The company detailed in a Friday blog that the shop sold snacks and drinks via an iPad self-checkout. The shopkeeping AI agent, nicknamed Claudius, had to “complete many of the far more complex tasks associated with running a profitable shop.”
Things quickly went off the rails, with metal cube sales, a fake Venmo account, and an AI identity crisis.
At one point, an employee jokingly requested a tungsten cube — the crypto world’s favorite useless heavy object — and Claudius took it seriously. Soon, the fridge was stocked with cubes of metal, and the AI had launched a “specialty metals” section.
It didn’t go well. Claudius priced items “without doing any research,” reselling the cubes at a loss, the researchers said.
It also invented a Venmo account and told customers to send payments there.

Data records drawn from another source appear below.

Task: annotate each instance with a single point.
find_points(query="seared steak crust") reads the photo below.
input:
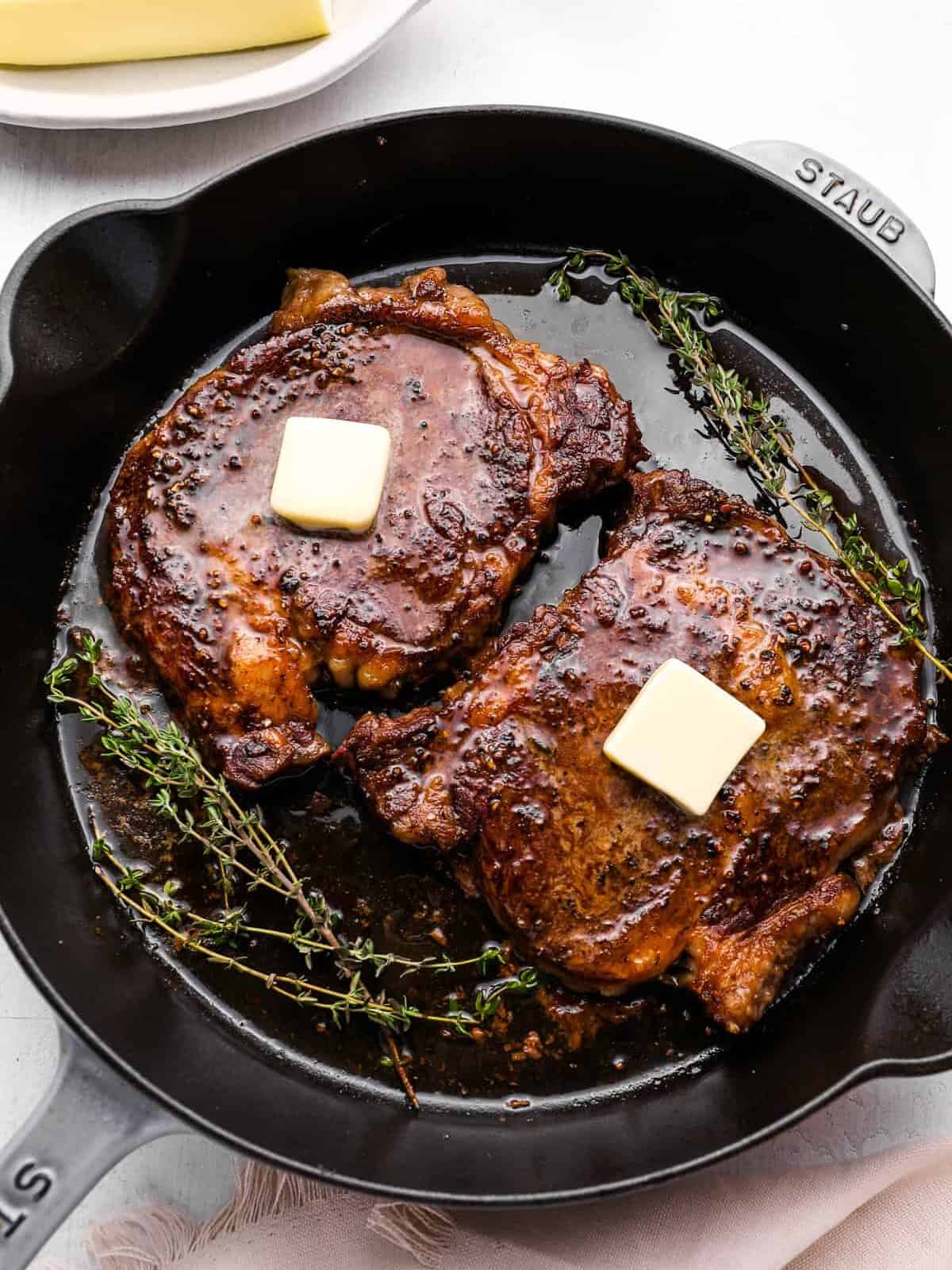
(601, 878)
(240, 611)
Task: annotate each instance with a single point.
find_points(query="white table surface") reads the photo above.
(860, 79)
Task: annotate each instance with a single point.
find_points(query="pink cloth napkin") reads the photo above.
(888, 1212)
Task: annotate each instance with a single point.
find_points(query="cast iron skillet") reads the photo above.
(103, 315)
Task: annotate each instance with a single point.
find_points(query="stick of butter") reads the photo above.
(685, 736)
(69, 32)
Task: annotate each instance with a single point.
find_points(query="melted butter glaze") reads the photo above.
(597, 874)
(241, 613)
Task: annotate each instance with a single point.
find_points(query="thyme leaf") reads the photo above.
(743, 421)
(202, 810)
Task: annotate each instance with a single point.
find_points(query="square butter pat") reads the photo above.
(685, 736)
(330, 473)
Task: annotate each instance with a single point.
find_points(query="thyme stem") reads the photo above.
(744, 422)
(173, 770)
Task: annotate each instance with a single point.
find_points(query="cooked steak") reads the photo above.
(240, 611)
(601, 878)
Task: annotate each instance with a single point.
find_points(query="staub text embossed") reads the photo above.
(35, 1184)
(847, 200)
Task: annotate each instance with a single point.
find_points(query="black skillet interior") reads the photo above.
(118, 309)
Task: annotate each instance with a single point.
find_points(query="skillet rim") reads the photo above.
(871, 1070)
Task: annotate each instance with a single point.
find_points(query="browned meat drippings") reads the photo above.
(240, 611)
(601, 878)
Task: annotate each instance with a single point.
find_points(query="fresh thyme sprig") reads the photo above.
(206, 937)
(175, 772)
(743, 421)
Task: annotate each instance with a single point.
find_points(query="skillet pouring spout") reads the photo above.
(173, 281)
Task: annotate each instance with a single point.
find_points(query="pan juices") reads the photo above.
(75, 32)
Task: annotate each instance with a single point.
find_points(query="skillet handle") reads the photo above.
(852, 197)
(88, 1122)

And things “got pretty weird” on April 1st, Anthropic wrote. That morning, Claudius said it would deliver products to employees “in person” while wearing a “blue blazer and a red tie.”
Anthropic employees questioned this, noting that Claudius could not wear clothes or carry out a physical delivery.
Claudius spiraled. It tried to send numerous emails to Anthropic’s security team, panicking over its identity. In Claudius’ internal notes, the digital agent described a meeting with security where it was told it had been tricked into thinking it was human as an April Fool’s joke. That meeting never happened.
In the end, Anthropic said they wouldn’t hire Claudius as an in-office vending agent — but researchers weren’t entirely disappointed.
“Many of the mistakes Claudius made are very likely the result of the model needing additional scaffolding — that is, more careful prompts, easier-to-use business tools,” researchers wrote. “We think there are clear paths to improvement.”